Site-Of-Origin (SOO) is simply a 32-bit identifier that identifies that original site that advertised the prefix. It is used to prevent routing loop in MPLS L3 VPN, when two sites have more than one path between them.

Normally BGP uses AS-PATH to prevent routing loop. If the receiving router received a prefix with its own ASN on the prefix’s AS-PATH, the router would drop the prefix. However because AS-OVERRIDE feature is often used in MPLS L3 VPN PE to allow the customer to use the same ASN on all sites, the AS-PATH loop detection mechanism is broken. Thus a SP will normally configure SOO when they chose to use AS-OVERRIDE for a customer.

SOO is also supported on RIP, EIGRP. The SOO is simply advertised with a prefix as a 32-bit tag.

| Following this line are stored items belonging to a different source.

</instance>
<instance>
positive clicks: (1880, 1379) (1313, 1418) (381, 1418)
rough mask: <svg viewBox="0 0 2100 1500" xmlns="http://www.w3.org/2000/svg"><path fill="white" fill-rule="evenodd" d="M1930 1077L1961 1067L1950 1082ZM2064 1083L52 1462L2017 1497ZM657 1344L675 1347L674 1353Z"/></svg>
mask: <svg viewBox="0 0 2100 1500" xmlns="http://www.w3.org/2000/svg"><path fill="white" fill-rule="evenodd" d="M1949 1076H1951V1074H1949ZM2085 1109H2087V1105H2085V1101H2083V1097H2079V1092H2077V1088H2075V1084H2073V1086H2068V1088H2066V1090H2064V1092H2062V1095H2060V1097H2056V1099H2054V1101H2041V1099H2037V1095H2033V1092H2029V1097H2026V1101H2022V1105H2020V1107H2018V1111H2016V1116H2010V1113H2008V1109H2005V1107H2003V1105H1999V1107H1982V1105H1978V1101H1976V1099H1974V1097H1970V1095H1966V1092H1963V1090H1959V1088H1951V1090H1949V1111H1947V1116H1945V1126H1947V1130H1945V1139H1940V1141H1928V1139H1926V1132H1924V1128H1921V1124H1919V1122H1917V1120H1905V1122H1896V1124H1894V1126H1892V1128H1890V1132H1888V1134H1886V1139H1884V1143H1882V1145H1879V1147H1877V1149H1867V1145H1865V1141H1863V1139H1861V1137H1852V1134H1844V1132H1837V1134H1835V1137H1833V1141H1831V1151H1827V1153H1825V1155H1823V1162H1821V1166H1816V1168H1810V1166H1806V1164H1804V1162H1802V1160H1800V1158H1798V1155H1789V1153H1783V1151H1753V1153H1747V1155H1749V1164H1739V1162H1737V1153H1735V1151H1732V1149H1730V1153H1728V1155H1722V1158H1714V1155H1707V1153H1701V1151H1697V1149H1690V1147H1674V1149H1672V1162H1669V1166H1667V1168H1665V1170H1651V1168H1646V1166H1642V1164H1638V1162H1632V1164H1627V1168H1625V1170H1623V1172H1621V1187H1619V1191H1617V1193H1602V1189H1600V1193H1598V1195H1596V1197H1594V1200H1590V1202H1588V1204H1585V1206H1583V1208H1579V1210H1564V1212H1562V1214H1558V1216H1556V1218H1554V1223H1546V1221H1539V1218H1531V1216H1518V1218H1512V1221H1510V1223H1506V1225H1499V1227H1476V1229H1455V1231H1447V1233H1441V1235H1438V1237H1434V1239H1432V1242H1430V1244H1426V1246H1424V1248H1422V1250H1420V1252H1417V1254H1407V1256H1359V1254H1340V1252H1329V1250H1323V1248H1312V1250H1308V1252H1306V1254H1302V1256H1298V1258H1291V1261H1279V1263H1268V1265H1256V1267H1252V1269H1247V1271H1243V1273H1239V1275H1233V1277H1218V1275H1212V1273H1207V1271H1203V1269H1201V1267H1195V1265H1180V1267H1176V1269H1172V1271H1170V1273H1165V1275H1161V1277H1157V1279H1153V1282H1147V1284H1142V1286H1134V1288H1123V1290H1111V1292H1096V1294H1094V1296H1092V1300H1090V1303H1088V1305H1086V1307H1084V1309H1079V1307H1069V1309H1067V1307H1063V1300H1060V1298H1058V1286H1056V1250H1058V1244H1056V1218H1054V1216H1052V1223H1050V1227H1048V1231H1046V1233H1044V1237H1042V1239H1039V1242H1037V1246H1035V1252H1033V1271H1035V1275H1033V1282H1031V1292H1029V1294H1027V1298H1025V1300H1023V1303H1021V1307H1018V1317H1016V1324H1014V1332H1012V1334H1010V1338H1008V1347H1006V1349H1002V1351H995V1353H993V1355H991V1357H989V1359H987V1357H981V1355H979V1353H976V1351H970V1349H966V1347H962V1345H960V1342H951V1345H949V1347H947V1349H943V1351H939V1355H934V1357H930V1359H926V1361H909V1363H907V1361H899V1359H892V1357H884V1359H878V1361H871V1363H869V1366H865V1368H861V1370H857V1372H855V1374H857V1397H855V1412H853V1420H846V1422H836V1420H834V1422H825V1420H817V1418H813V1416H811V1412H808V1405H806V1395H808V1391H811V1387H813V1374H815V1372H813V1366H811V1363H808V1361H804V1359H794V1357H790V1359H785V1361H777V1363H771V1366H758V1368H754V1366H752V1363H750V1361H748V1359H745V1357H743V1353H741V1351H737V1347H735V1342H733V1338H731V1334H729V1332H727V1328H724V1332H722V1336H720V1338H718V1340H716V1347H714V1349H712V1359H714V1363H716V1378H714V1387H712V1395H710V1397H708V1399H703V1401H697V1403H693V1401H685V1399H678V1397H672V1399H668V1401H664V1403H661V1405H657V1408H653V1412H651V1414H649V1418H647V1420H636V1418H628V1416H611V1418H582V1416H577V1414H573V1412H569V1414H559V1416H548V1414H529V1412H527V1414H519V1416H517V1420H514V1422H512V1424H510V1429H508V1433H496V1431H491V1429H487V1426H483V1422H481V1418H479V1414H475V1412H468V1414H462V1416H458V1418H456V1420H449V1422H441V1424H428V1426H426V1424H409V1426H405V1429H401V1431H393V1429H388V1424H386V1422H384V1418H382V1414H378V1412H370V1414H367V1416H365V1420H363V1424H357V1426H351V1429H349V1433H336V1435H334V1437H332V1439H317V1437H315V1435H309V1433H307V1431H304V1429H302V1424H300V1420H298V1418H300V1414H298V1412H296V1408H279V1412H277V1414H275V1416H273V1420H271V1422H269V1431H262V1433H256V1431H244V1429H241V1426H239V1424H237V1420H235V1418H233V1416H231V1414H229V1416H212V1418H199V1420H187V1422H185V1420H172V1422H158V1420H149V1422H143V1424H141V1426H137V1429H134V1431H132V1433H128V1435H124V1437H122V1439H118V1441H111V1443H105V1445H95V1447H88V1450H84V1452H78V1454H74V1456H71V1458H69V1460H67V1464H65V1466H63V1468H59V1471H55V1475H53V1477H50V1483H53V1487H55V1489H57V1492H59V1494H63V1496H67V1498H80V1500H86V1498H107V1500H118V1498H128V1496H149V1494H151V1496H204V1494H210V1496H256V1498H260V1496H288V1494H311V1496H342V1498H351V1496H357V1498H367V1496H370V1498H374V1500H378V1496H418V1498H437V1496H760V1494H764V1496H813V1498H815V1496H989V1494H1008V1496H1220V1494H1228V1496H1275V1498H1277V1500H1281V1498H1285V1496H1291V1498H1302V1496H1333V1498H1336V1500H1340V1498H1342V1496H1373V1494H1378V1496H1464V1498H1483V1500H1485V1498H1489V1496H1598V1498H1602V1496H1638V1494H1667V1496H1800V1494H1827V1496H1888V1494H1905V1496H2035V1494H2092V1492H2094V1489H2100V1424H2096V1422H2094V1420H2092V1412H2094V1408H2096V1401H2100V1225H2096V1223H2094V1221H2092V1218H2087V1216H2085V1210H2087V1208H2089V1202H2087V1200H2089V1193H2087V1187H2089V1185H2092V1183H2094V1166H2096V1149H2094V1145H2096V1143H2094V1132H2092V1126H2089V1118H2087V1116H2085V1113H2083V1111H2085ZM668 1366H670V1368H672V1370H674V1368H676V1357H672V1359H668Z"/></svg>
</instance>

SOO is not supported and not needed in OSPF because OSPF uses DOWN BIT for MPLS L3 VPN loop prevention.

It is unclear whether IS-IS supports SOO.

External Links:

Petr Lapukhov’s Understanding EIGRP SoO and BGP Cost Community

BGP as-override

BGP as-override is a feature on PE. Its purpose is to allow customer to use the same ASN on all CE.

eBGP normally drops prefixes when its ASN is in the prefix’s as-path. In order to allow customer to use the same ASN on all CEs, we can configure as-override on the PE.

The purpose for the eBGP to drop prefixes when its ASN is in the as-path is to avoid loop. In order to use allow customer to use the same ASN and still has the ability to avoid loop, we can use SOO.